Experimental and theoretical studies on the out-of-plane behavior of masonry strengthened with engineered cementitious composite

Abstract

Unreinforced masonry (URM) buildings are vulnerable to out-of-plane impacts. In this study, the authors adopted engineered cementitious composite (ECC) overlay as reinforcement to enhance the mechanical property of masonry walls in out-of-plane direction. For this purpose, 15 masonry wall specimens were fabricated and loaded to failure. The influences of ECC overlay thickness (10, 30, and 50 mm) and strengthening layouts (single-sided and double-sided) were highlighted. Comprehensive experimental investigations and theoretical analyses for the out-of-plane behavior of specimens were presented.
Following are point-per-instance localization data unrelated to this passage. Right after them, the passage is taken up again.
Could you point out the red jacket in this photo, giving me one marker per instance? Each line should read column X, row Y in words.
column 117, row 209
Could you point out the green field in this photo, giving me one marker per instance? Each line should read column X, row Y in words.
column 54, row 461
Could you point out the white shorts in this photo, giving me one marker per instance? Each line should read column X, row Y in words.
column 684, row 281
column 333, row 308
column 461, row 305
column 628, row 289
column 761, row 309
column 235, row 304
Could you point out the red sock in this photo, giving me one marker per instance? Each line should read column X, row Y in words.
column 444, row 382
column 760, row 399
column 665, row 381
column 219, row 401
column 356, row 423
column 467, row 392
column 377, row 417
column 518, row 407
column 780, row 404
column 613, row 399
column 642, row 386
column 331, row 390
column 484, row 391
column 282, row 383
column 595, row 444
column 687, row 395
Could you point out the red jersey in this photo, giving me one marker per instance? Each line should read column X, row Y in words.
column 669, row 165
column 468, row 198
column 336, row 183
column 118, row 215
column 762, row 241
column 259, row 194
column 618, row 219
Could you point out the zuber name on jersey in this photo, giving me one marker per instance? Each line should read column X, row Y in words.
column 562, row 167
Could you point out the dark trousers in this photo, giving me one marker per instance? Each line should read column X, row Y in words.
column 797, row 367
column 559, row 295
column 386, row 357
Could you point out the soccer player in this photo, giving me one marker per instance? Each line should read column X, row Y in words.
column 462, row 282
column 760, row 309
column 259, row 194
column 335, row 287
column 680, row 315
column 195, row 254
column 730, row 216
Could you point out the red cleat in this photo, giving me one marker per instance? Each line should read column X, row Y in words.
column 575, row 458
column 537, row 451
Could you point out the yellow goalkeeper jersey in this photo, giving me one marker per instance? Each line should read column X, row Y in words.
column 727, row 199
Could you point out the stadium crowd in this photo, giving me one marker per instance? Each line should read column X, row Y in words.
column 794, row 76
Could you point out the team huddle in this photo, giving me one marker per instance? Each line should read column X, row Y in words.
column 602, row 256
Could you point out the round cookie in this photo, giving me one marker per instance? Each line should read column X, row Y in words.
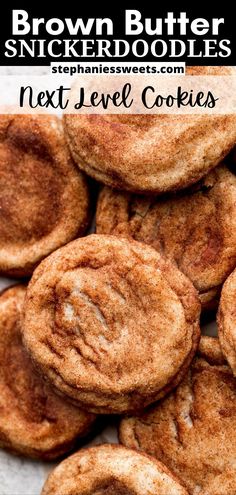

The test results indicated that increasing the overlay thickness on the tensile side of wall can effectively improve the strength, deformability, stiffness and energy dissipation of masonry. More importantly, with the increase in overlay thickness, the failure modes of the strengthened walls were converted from flexural to flexural-shear and lastly to shear-bond slip. It is noted that the specimens that failed in flexural-shear exhibited superior overall performance, and excessive thickness of overlay may be detrimental to both ductility and energy dissipation. Moreover, flexural and shear analysis models were proposed to predict the strength of the strengthened specimens and calibrated by the test data.